Token & spend shapes

kind	Status	Meaning
token_invalid	401	Bearer is malformed, revoked, or doesn’t exist.
token_expired	401	Scoped token (from claim_branch) past its lease.
balance_exhausted	402	Namespace prepaid balance is at the grace floor. The response body carries an x402-compatible accepts[] array pointing at POST /v1/billing/topup; MCP runtimes can also call the topup_balance tool.
rate_limited	429	Per-IP flood control or the bounded fail-open during a billing-meter outage. Retry honouring Retry-After.
database_locked	503	DO is busy; SQLite returned SQLITE_BUSY. Retry with backoff.

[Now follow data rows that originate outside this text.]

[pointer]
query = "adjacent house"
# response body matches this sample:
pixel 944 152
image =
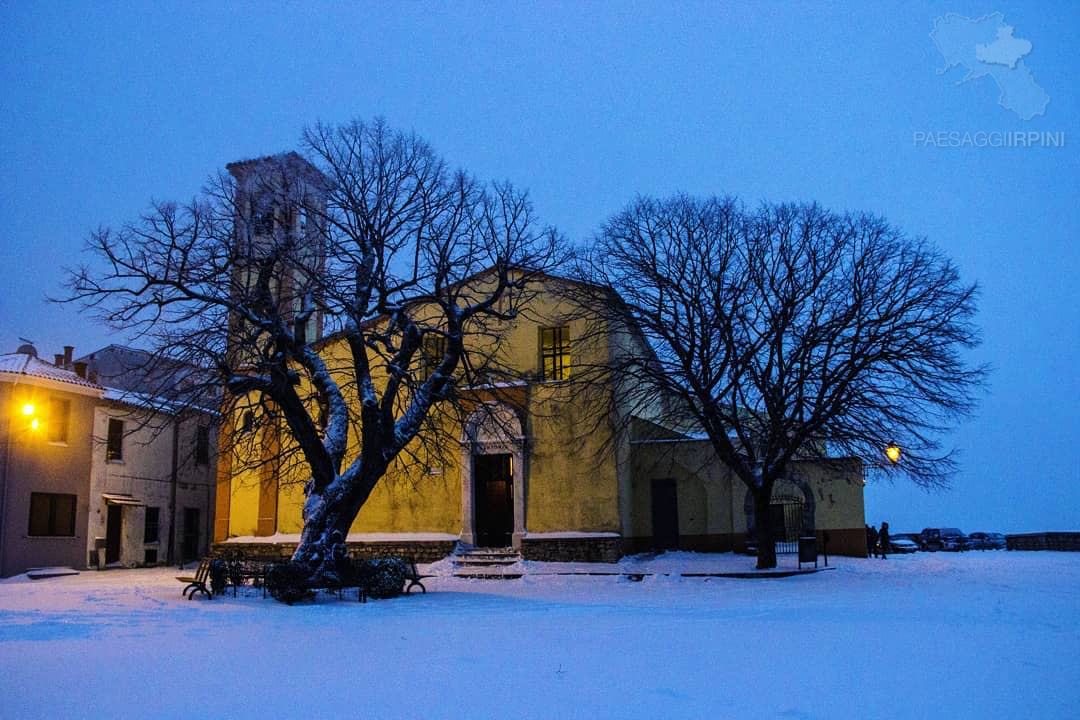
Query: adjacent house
pixel 97 474
pixel 537 464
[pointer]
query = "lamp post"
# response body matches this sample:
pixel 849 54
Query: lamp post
pixel 29 412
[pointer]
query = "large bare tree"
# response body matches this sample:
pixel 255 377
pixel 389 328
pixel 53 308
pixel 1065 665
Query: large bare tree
pixel 337 296
pixel 786 331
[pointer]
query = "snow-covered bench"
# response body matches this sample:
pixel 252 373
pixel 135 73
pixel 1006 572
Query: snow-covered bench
pixel 414 579
pixel 198 582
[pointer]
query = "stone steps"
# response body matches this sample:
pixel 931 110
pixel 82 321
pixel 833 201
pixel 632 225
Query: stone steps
pixel 486 564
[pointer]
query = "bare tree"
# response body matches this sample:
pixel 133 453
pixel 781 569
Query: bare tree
pixel 342 299
pixel 785 333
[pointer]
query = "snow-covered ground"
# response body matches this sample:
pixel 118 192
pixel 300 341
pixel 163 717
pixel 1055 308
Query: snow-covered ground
pixel 979 635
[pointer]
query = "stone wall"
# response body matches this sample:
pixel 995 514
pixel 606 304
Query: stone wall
pixel 572 549
pixel 1044 541
pixel 429 551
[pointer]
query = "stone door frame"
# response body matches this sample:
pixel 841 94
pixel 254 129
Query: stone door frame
pixel 493 429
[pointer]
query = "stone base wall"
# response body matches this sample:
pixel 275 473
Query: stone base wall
pixel 572 549
pixel 427 551
pixel 1044 541
pixel 846 541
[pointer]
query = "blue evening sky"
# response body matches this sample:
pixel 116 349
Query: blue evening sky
pixel 106 106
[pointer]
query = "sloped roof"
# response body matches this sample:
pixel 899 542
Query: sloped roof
pixel 25 365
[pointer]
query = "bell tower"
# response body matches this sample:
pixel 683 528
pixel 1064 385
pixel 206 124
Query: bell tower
pixel 280 209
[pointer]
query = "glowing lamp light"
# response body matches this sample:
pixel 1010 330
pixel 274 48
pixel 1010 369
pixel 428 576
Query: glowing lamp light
pixel 892 452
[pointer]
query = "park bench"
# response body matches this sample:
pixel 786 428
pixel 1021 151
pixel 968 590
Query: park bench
pixel 415 578
pixel 197 583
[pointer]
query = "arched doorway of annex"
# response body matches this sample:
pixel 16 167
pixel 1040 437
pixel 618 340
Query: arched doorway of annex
pixel 493 477
pixel 792 488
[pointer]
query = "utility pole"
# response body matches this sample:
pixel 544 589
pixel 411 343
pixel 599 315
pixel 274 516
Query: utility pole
pixel 172 490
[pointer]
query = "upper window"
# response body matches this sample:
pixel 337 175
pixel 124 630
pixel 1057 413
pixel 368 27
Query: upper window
pixel 555 353
pixel 431 354
pixel 264 221
pixel 115 443
pixel 59 415
pixel 52 514
pixel 202 445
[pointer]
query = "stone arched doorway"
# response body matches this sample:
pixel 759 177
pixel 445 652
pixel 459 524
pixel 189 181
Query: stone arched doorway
pixel 493 476
pixel 794 505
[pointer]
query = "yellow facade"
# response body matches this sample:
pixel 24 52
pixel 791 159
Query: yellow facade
pixel 574 476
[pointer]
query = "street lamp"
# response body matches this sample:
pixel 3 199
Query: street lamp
pixel 892 452
pixel 29 410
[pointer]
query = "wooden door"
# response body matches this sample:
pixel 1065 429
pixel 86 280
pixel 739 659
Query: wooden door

What’s not a structured failure

• Network 5xxs from Cloudflare itself — surface as the underlying status (502, 521, etc.) without an errorDetail. Treat as transient and retry with Idempotency-Key so you don’t double-write.
• Schema drift that breaks a previously-validated propose — surfaces as the regular SQL envelope on apply, not a proposal_* kind.
• Branch deletion mid-plan — currently surfaces as unknown_table / database_locked rather than a dedicated branch_gone kind. May promote to its own kind later; agents should treat 4xx with a branch-scoped token as “re-claim and replay.”

If you hit a failure shape that isn’t here, file it — the contract is load-bearing and gaps are bugs.